Still, some cool information always gets left on the cutting room floor. But now, thanks to Kid Lit Frenzy, for the first time ever I am pleased to give you TEN HAREY FACTS that you won’t find in Hopping Ahead of Climate Change—or any other book. They are things that I learned while writing the book, but just didn’t quite make it into the final draft. Enjoy!
Harey Fact #10:
A jackrabbit is actually a kind of hare!
Harey Fact #9:
For a small animal, hares need a lot of space to live in. In his work, Scott usually finds only .5 to 2 hares per hectare. Can you figure out how many hares that per acre?
Harey Fact #8:
Scott and his team named one of their favorite hare study areas “The Milk Shake.” That’s because it was close to a great milk shake place in the nearby town of Seeley Lake. Mmmmm… milk shakes…
Harey Fact #7:
Have you ever wondered why science museums collect and store millions of dead animal specimens? Scott’s work provides the answer: because future scientists might need them one day! Old museum specimens are helping Scott and his team in at least two ways—telling them how early or late coat colors changed in the past, and if the animals genes have changed in the last century or so.
Harey Fact #6:
When I first started talking to Scott, he was about to spend a year in Bhutan, at the foot of the Himalaya Mountains. There, Scott expected to find coat-color-changing animals, but guess what?
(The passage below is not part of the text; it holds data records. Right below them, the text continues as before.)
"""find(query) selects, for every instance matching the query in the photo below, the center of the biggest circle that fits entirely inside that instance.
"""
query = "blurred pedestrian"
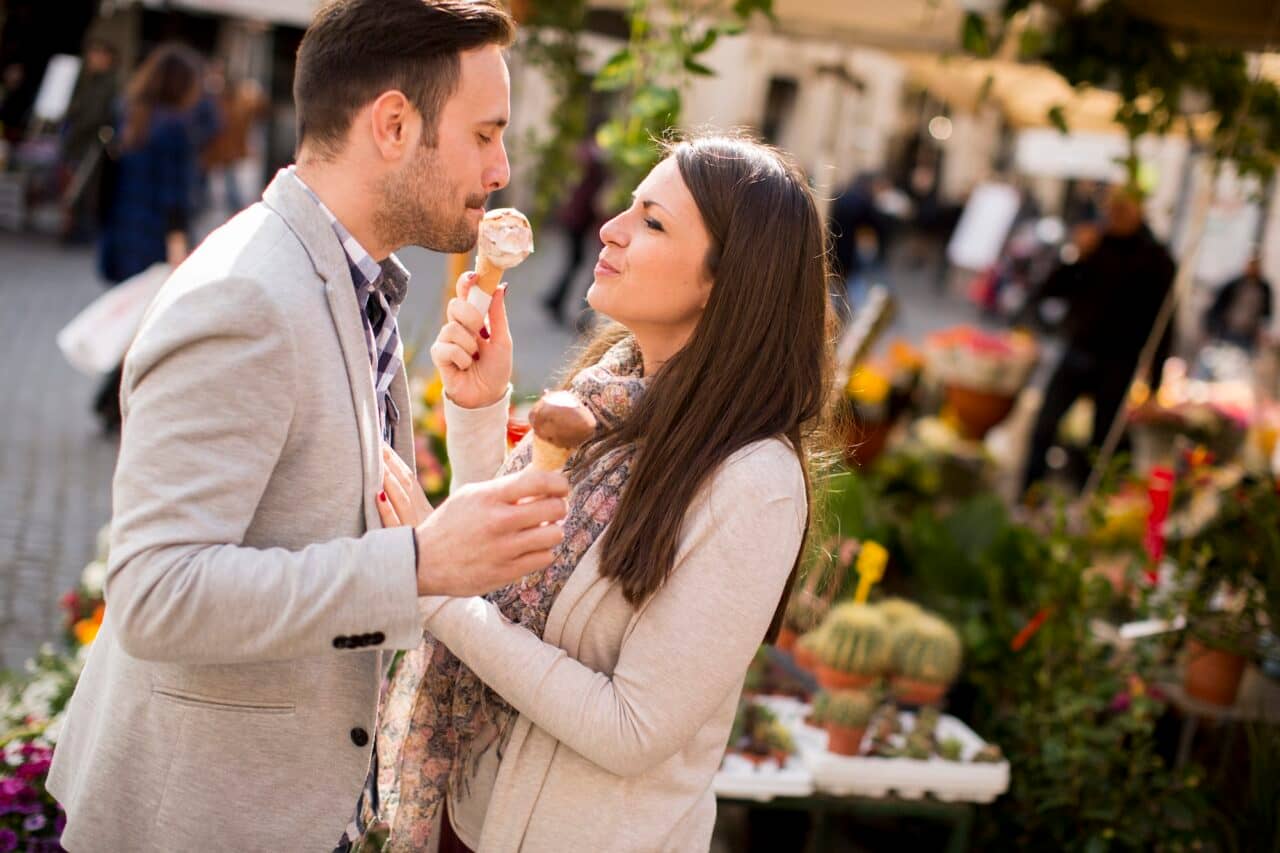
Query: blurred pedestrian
(1114, 293)
(91, 109)
(241, 104)
(580, 215)
(1242, 309)
(147, 187)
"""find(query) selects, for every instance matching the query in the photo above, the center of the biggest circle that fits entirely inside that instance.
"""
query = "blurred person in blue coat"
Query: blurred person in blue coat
(146, 186)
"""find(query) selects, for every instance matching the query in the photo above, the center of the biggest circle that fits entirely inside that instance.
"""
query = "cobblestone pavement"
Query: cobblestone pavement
(55, 465)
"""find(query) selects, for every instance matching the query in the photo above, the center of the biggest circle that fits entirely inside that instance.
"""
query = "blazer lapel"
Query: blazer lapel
(288, 199)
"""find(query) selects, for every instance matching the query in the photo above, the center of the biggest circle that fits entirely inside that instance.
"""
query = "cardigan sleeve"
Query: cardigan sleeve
(688, 648)
(476, 439)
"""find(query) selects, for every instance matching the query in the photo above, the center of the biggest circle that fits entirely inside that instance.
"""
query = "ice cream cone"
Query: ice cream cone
(488, 276)
(547, 456)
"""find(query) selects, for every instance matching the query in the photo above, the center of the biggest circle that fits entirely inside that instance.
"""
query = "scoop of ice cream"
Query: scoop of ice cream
(506, 237)
(561, 419)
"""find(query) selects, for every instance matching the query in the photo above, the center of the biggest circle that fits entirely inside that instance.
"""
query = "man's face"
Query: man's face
(437, 197)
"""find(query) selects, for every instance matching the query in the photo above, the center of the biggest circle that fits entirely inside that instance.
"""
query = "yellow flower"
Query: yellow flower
(868, 386)
(434, 391)
(86, 630)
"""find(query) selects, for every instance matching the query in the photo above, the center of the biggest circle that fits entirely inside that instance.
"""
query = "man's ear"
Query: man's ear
(392, 122)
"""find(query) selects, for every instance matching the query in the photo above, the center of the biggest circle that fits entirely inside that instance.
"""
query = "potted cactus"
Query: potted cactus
(853, 647)
(805, 651)
(926, 658)
(848, 714)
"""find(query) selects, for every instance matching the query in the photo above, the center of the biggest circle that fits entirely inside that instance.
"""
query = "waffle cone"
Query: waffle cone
(547, 456)
(488, 274)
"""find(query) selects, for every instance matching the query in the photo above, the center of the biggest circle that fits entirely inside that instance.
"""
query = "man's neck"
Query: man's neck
(348, 197)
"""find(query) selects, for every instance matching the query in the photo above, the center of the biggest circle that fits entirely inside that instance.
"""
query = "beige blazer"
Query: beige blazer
(625, 712)
(227, 702)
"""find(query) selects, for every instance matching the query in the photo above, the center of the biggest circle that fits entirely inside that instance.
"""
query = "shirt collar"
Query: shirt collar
(389, 277)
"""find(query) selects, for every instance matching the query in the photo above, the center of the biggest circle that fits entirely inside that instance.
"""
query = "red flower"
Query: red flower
(1029, 629)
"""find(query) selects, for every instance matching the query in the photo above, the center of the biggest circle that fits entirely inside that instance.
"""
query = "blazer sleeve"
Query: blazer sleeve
(209, 396)
(685, 652)
(476, 439)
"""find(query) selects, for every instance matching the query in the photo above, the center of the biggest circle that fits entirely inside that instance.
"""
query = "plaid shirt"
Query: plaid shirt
(380, 291)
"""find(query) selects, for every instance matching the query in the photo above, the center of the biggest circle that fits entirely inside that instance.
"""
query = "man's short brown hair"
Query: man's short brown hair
(355, 50)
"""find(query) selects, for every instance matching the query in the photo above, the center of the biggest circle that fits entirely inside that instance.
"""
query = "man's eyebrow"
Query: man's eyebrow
(649, 203)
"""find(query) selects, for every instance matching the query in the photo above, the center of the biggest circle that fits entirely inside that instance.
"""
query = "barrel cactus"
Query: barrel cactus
(926, 658)
(853, 646)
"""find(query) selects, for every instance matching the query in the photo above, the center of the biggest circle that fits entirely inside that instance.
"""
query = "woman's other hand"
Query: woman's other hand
(474, 361)
(402, 501)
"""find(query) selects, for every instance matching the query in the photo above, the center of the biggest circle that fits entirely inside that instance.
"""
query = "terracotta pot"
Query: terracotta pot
(863, 443)
(1212, 675)
(844, 740)
(833, 679)
(977, 411)
(915, 692)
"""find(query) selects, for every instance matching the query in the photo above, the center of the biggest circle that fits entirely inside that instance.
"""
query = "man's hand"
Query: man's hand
(489, 534)
(474, 360)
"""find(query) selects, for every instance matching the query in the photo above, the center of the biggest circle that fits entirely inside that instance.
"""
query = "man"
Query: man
(91, 109)
(1114, 293)
(229, 699)
(1242, 309)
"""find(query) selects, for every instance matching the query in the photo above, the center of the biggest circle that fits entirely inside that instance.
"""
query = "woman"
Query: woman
(613, 685)
(146, 190)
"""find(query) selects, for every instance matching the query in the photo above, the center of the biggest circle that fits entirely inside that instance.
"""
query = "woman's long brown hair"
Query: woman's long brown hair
(758, 364)
(169, 78)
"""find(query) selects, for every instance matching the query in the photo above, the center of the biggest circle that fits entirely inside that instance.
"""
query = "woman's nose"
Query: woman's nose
(613, 232)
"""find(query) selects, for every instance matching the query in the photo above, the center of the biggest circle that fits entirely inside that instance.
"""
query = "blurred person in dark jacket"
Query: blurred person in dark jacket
(1114, 292)
(580, 217)
(147, 194)
(91, 109)
(1242, 309)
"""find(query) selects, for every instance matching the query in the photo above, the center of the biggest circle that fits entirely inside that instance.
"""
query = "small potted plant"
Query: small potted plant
(853, 647)
(848, 714)
(926, 658)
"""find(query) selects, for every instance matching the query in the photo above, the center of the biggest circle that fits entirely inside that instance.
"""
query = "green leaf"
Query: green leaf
(1057, 117)
(617, 72)
(698, 68)
(974, 36)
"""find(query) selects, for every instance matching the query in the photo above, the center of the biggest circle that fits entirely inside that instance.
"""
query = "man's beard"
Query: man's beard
(417, 208)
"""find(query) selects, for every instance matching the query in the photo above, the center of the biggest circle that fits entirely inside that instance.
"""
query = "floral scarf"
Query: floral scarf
(439, 717)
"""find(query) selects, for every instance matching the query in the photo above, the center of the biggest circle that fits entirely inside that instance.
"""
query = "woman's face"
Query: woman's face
(652, 276)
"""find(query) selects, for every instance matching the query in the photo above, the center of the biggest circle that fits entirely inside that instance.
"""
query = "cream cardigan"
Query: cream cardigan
(625, 712)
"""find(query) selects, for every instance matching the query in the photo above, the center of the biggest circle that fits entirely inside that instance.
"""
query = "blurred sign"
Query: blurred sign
(1043, 151)
(55, 89)
(983, 226)
(287, 12)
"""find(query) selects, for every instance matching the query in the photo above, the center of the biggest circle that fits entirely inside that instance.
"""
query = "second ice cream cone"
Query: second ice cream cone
(547, 456)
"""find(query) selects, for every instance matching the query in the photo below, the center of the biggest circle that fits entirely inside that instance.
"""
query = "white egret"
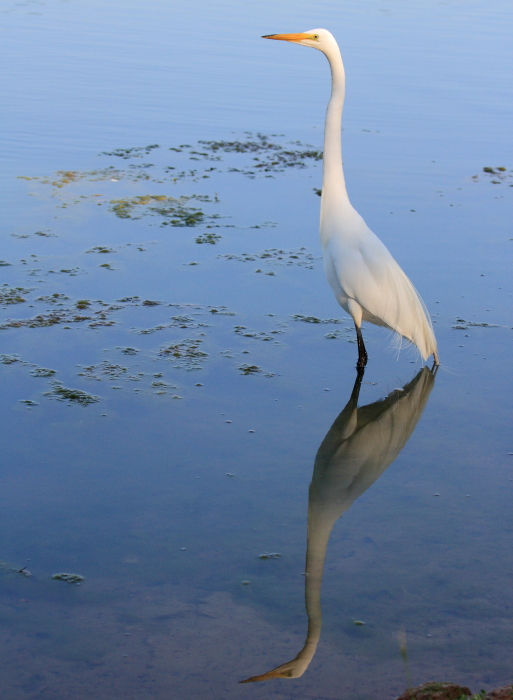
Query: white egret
(366, 280)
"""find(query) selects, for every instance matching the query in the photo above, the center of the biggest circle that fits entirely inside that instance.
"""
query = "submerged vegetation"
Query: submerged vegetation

There weren’t any! That’s startling in one of the world’s highest and snowiest regions, but it shows the importance of having scientists to actually look at places instead of just assuming what the world is like.
Harey Fact #5:
Besides finding hares in their traps, Scott and his team have caught marten, grouse, wood rats, and gray jays. More than anything else, though, they catch skunks! It takes real skill to get a skunk out of a trap without getting sprayed!
Harey Fact #4:
Scott measures the health of a hare by the ratio of its weight to the length of its hind foot. The length of the hind foot gives Scott an idea of how old the hare is. Its weight tells him how healthy it is for that age. Which do you think survives better—heavier or lighter hares? (Answer at the bottom.)
Harey Fact #3:
Scott’s team has given names to some of the hares they keep in captivity. These include Harry Houdini, Buns, Nibbler, and my favorite, David Hopperfield.
Harey Fact #2:
As a college student, Scott wanted to be a wildlife veterinarian. After spending a summer working with mountain goats in Olympic National Park, he decided to become a wildlife biologist. He got his PhD at the University of California at Santa Cruz.
And now for…(drum roll and hares thumping)…
Harey Fact #1:
During his career studying hares, Scott Mills and his crew have caught and tagged more than 10,000 hares!
___________________
Answer to Fact #4: heavier hares.
About the author:
Sneed B. Collard III is the author of the award-winning books Fire Birds—Valuing Natural Wildfires and Burned Forests; Double Eagle; Shep—Our Most Loyal Dog; Dog Sense; Pocket Babies and Other Amazing Marsupials; and The Prairie Builders—Reconstructing America’s Lost Grasslands, winner of the AAAS/Subaru/Science Books & Films Prize for Excellence in Science Books. Sneed has evolved through several life-history stages on his way to becoming one of today’s leading children’s authors. His first book, Sea Snakes, was published in 1993. His seventy-fifth (or so) book, his memoir Snakes, Alligators, and Broken Hearts—Journeys of a Biologist’s Son, was released in Fall, 2015. In 2006, Sneed was the recipient of the Washington Post Children’s Book Guild Children’s Nonfiction Writer of the Year Award for his body of work.
Thank you Sneed for stopping by Kid Lit Frenzy and sharing great facts about hares and your new book.